La colonnade du Louvre, rebâtie sur le même plan, mais plus solidement, n’a éprouvé que de légers changements ; on a évidé l’avant corps du milieu : les deux galeries sont donc réunies, et cette masse de pierres au centre du bâtiment, dont la sculpture avoit fait un si mauvais usage, n’existe plus ; les petites fenêtres entre les colonnes ne font plus de peine aux gens de goût ; le ceintre de la porte d’entrée a été également supprimé, et cette ligne courbe, la seule qui se trouvât dans cette belle fabrique, ne choque plus les yeux.

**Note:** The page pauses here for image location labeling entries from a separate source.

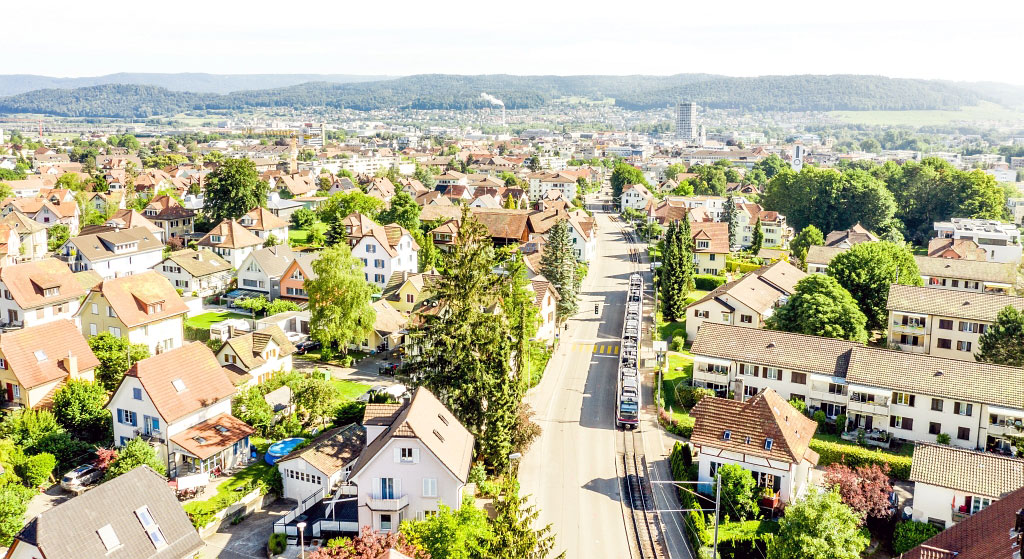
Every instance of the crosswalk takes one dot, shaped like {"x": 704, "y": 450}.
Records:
{"x": 600, "y": 349}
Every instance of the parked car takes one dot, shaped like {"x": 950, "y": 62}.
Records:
{"x": 80, "y": 477}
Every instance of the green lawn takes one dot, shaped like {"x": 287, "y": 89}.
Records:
{"x": 207, "y": 319}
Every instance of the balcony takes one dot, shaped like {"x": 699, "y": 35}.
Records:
{"x": 388, "y": 504}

Au-devant de la façade on a construit une place régulière qui s’étend jusqu’au Pont-Neuf. Une grande rue s’ouvre au milieu, et traversant toute la capitale, conduit suivant un ancien projet à la barrière de l’est.

Du côté du nord, une rue semblable part de la porte latérale du Louvre, et se prolonge jusqu’à S.-Denis, ville autrefois séparée, aujourd’hui réunie à la capitale. L’antique église, qui pendant si long-temps servit de sépulture aux rois, et dont la destination n’est point changée, se trouve dans la direction du palais, et ses clochers s’aperçoivent dans l’éloignement. Ainsi du haut de son trône, par-dessus les têtes de ses courtisans inclinés, le souverain peut voir ce monument funebre où sont entassées tant de générations couronnées.

Au midi, la perspective du Louvre est bien différente ; la vue se porte naturellement sur l’Observatoire, bâtiment remarquable, construit au dixseptieme siccle, mais récemment restauré et considérablement agrandi. Son immense plate-forme, qui a été élevée à une hauteur prodigieuse pour obtenir un horizon complet, domine tous les bâtiments publics et particuliers. Les idées inspirées par cet édifice, d’où l’on observe le cours immuable des astres, et l’ordre d’un univers qui ne vieillit point, contrastent fortement avec celles qui naissent à la vue de ce mausolée, symbole de la prompte destruction qui menace tous les êtres animés. Cependant ces trois monuments, dont la construction remonte à des époques si différentes, n’ont point été placés à dessein dans une même direction. Peut-être est-il permis de reconnoître, dans cet arrangement singulier, une faveur de la Providence, qui veille sur les destinées du peuple français, et qui aura voulu réprimer l’orgueil de ses princes, et élever leur ame en leur montrant, d’un côté la briéveté de la vie, et de l’autre la durée des temps.

  1. C’est ainsi qu’en 1770 la ville du Port-au-Prince, dans l’isle de Saint-Domingue, a été entierement renversée par un terrible ouragan survenu à la suite d’un raz de marée.
  2. Ceci ne nous étonne pas ; la porte S.-Denis étoit, en 1800, plus dégradée que l’arc de Constantin, Versailles inhabitable ; et l’aquéduc de Maintenon, monument gigantesque, tomboit en ruine.
    (Note de l’éditeur.)
  3. C’est aussi ce qui arriva à Lisbonne à la suite du grand tremblement de terre de 1766.
  4. On sait qu’en 1770 ils ont coûté la vie à plus de trois cents personnes.
  5. En Angleterre, les gazons les plus soignés servent de promenade. (Note de l’éditeur.)